- Born: Helenus Padraic Seosamh Milmo 24 August 1908 County Limerick, United Kingdom of Great Britain and Ireland
- Died: 30 August 1988 (aged 80) Chichester, West Sussex, England
- Education: Trinity College, Cambridge
- Occupation: Lawyer
- Spouse(s): Joan Frances Morley (died 1978) Mrs. Anne Brand ​(m. 1980)​
- Relatives: Chuka Umunna (grandson)

= Helenus Milmo =

British High Court Judge and lawyer

Sir Helenus Patrick Joseph Milmo, DL (born Helenus Padraic Seosamh Milmo; 24 August 1908 – 30 August 1988) was an Irish lawyer in Britain and High Court judge.

==Early life and education==
Milmo was born in County Limerick, Ireland, on 24 August 1908, the third son of Daniel and Kathleen (née White) Milmo, but spent his early years in Furbogh, Galway Gaeltacht. Milmo attended St Gerard's School, Downside School and Trinity College, Cambridge; he was called to the Bar as a barrister.

==Career==
During the Second World War, Milmo was a member of MI5. Having previously worked under Kim Philby, Milmo was selected to investigate Philby in 1951, when Philby's espionage had become increasingly obvious. Milmo failed to elicit definitive answers and concluded "that Philby is and has been for many years a Soviet agent. But the case remained unproven." Milmo's peers were not entirely forgiving. "Some felt", wrote Peter Carter-Ruck when Milmo died in 1988, "that he was perhaps too much of a gentleman for that daunting task."

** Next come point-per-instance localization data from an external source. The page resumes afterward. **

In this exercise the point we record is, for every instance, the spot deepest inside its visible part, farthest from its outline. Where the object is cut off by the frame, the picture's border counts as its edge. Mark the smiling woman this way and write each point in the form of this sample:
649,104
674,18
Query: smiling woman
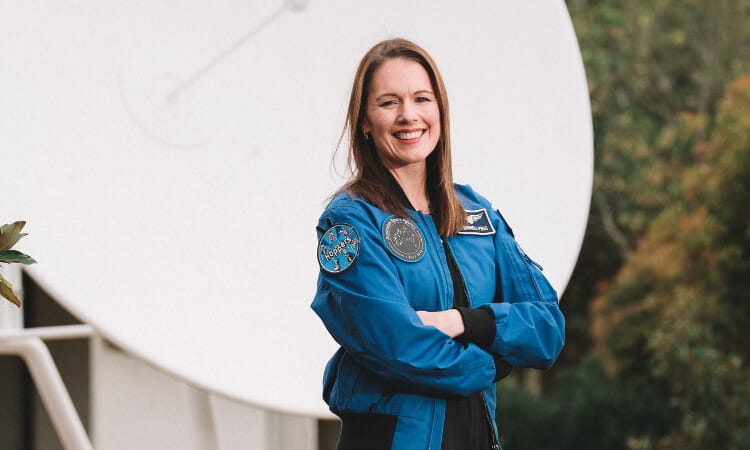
428,295
403,120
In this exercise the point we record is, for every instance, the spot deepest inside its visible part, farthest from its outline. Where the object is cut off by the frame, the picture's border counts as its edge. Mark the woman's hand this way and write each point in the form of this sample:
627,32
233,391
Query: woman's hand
448,321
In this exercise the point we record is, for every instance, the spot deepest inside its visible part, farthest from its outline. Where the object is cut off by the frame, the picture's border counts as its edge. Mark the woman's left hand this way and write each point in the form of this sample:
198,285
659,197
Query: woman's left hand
448,321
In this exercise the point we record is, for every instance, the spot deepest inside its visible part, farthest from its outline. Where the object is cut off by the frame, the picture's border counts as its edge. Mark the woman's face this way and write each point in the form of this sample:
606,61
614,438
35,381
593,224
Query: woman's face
402,114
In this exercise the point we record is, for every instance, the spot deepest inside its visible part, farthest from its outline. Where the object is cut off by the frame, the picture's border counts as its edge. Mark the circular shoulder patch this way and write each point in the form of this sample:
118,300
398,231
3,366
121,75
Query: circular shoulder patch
338,248
403,239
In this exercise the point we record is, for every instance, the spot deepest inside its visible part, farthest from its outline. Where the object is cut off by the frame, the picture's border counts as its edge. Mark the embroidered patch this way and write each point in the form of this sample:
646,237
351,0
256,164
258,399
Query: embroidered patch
403,239
478,223
338,248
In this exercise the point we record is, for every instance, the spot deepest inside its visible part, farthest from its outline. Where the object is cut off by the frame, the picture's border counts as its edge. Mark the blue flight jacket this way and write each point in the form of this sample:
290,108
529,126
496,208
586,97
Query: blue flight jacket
389,362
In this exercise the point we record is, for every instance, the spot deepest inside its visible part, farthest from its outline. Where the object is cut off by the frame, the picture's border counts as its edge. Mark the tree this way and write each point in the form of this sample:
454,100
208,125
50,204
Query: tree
677,314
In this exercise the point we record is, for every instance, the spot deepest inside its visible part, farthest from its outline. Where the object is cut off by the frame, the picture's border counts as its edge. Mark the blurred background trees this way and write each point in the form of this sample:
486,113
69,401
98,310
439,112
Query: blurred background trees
658,306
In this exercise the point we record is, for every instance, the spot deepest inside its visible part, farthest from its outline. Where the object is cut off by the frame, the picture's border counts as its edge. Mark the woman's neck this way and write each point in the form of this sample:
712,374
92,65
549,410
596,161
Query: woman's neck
413,183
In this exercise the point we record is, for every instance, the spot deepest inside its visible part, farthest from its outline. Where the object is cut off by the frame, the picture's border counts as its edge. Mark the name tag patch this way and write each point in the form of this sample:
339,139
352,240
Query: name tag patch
338,248
478,223
403,239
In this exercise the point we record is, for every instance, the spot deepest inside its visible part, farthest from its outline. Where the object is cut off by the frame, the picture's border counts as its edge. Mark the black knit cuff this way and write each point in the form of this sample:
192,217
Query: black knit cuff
479,326
502,368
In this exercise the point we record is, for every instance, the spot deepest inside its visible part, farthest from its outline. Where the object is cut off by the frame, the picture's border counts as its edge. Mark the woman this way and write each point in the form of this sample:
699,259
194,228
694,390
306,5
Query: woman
421,281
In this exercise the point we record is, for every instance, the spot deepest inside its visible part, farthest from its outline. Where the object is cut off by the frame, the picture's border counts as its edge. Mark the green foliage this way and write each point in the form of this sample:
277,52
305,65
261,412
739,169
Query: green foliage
677,315
10,234
589,411
667,252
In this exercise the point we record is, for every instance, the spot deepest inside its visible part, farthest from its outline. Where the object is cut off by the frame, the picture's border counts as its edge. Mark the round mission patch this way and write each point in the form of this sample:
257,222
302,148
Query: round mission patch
338,248
403,239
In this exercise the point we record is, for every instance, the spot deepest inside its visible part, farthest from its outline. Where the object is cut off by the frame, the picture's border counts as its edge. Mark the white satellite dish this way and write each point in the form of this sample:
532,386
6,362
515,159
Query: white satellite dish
171,159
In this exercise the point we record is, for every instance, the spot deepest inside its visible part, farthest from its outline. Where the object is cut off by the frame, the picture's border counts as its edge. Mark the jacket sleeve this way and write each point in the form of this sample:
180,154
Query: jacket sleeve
366,311
530,328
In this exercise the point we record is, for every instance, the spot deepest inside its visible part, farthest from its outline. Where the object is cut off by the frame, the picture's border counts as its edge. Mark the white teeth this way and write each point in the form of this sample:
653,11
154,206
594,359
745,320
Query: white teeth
407,136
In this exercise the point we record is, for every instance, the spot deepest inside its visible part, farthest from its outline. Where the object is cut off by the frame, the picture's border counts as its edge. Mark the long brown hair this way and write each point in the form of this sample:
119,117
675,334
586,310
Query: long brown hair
369,178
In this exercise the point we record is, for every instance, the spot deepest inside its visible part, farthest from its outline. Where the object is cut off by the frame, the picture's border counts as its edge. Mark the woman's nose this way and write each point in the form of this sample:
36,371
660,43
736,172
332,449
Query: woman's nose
407,113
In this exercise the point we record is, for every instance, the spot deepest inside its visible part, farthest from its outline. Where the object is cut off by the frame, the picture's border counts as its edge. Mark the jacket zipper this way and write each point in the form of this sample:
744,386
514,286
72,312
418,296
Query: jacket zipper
449,254
494,445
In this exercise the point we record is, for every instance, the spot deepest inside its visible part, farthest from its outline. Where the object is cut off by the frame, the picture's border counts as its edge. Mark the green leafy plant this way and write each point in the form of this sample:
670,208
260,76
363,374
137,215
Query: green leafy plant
10,234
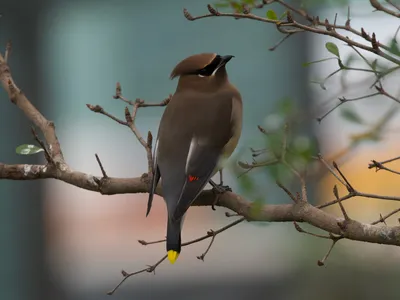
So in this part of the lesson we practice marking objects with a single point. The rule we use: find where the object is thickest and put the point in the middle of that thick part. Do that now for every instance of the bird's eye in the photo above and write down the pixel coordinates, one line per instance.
(203, 72)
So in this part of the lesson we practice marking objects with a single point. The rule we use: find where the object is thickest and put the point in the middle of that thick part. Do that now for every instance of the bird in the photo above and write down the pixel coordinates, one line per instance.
(199, 130)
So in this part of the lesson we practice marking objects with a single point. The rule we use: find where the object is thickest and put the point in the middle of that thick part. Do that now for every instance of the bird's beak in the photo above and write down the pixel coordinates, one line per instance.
(224, 60)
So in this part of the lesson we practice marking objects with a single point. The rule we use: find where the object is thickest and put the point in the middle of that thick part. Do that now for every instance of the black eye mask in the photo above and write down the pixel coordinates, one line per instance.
(210, 68)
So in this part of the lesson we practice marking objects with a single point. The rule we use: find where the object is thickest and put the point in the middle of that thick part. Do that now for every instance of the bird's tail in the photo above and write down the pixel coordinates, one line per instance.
(173, 239)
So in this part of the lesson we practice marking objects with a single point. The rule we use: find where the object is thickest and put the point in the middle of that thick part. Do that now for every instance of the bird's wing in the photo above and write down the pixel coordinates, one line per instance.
(201, 161)
(202, 135)
(155, 179)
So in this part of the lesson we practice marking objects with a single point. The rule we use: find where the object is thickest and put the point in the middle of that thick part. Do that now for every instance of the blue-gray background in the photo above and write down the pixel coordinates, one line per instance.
(69, 53)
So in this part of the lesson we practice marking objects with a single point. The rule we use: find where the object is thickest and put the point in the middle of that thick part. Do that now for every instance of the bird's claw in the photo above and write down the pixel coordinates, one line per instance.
(220, 189)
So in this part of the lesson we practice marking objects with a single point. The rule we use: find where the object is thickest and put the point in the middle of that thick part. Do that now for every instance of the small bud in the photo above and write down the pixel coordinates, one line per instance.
(212, 10)
(187, 15)
(289, 17)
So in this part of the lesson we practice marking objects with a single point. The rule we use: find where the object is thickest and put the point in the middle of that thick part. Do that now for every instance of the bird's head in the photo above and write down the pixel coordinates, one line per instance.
(200, 69)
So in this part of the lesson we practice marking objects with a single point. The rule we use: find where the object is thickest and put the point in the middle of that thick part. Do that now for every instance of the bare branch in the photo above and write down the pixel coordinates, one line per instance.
(126, 275)
(19, 99)
(378, 6)
(318, 27)
(382, 219)
(101, 167)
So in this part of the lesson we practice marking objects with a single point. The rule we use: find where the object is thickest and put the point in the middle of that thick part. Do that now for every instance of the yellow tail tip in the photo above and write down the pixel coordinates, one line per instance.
(172, 256)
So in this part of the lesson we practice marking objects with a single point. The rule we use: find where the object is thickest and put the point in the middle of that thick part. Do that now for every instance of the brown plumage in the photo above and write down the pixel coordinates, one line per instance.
(200, 127)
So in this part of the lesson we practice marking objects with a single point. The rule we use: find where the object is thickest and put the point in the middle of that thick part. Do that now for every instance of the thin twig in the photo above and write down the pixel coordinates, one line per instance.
(41, 143)
(287, 191)
(380, 166)
(100, 110)
(210, 234)
(280, 42)
(321, 159)
(348, 185)
(201, 257)
(8, 51)
(382, 219)
(336, 193)
(101, 166)
(126, 275)
(323, 260)
(370, 166)
(301, 230)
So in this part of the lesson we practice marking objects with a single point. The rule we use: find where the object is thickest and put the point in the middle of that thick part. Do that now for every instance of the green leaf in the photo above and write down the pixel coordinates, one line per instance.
(332, 48)
(26, 149)
(236, 6)
(317, 61)
(285, 106)
(394, 48)
(246, 183)
(351, 116)
(283, 15)
(272, 15)
(222, 5)
(374, 64)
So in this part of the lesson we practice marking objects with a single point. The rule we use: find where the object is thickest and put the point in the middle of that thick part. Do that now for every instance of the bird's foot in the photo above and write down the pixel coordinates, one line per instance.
(218, 189)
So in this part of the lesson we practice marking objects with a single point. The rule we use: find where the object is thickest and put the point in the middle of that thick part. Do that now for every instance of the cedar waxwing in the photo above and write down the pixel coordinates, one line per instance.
(200, 128)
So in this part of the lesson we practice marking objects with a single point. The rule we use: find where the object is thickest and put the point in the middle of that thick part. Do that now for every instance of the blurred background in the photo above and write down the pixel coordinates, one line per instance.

In 1961, Milmo was appointed a Queen's Counsel and in 1964 became a judge of the Queen's Bench Division of the High Court of Justice of England and Wales and was knighted.

==Personal life==
A Roman Catholic, in 1933 Milmo married Joan Frances Morley, the second daughter of Francis Morley of Sloan Court, Chelsea, London. The couple had five children. His grandson Chuka Umunna was a British Member of Parliament.

Joan Milmo died in 1978, aged 71. Milmo's second marriage, in 1980, was to Anne Brand.

Sir Helenus Milmo died in 1988 in Chichester, West Sussex.